Thank you Atze for a well-written description.
I think there might be a couple of typos there?
(c, r'') = decomp r x -- rhs s/b: decomp r' x ??
extendUnique :: (..., l :\r ) => ... -- s/b: r :\ l ??
Your "motivation" example is hard to follow without knowing what `decomp` does. (IOW, it is not showing me a motivation ;-)
I'm puzzled by this in the implementation notes 4.2 Records: "Here we see that a record is actually just a map from string to the sequence of values. Notice that it is a sequence of values and not a single value, because the record may contain duplicate labels."
It sounds like there's an overhead in being able to support duplicate labels (even if I don't want duplicates in my records)? Is there a performance penalty at run-time with extending/prepending and restricting/pretruncating, to keep the invariant re the i-th value?
Leijen allowed duplicate labels to make a virtue of necessity IMO. There has not been an extensible records proposal before or since for duplicate labels. (TRex certainly didn't do it.) His 'necessity' was ease of implementation.
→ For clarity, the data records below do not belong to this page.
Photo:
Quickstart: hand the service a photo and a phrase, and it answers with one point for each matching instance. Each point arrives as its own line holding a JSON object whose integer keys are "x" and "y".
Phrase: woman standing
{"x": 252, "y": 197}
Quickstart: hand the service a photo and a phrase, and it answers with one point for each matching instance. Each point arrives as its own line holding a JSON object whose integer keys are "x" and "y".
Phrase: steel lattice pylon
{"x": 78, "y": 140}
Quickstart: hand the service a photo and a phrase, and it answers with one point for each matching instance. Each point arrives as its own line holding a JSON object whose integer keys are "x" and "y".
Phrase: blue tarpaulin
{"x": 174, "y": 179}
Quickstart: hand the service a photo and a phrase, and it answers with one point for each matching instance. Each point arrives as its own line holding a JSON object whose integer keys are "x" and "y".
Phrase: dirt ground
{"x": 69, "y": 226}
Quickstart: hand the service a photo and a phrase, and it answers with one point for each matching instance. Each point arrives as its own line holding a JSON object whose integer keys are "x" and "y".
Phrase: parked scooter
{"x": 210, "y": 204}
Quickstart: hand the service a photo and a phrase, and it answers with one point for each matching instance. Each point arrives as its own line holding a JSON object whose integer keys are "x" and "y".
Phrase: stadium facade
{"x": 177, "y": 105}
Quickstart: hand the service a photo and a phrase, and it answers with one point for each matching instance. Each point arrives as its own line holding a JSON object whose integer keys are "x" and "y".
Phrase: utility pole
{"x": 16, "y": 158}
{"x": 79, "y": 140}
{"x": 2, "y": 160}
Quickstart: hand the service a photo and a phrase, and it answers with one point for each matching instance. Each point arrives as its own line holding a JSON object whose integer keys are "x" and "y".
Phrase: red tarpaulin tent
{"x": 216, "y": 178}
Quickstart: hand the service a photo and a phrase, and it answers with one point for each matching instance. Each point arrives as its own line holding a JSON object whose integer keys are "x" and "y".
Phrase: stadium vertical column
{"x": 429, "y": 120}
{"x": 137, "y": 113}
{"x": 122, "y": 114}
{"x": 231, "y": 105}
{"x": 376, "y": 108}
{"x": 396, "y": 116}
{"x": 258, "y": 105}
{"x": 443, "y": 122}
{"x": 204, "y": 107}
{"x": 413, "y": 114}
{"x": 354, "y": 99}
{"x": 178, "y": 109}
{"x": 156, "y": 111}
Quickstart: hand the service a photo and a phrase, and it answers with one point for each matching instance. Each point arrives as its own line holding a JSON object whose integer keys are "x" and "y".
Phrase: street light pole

This sequence of values stuff seems to make a more difficult implementation for the sake of providing a 'feature' that nobody's asked for(?)
There's one 'advanced feature' of extensible records that I'd be interested in: merging records by label, as is done for 'Natural Join'.
a row with labels {x, y, z} merge labels {y, z, w} returns a Maybe row with {x, y, z, w} providing the types paired with y and z are the same and the values are the same (otherwise return Nothing)
It's absolutely essential _not_ to duplicate labels in this case.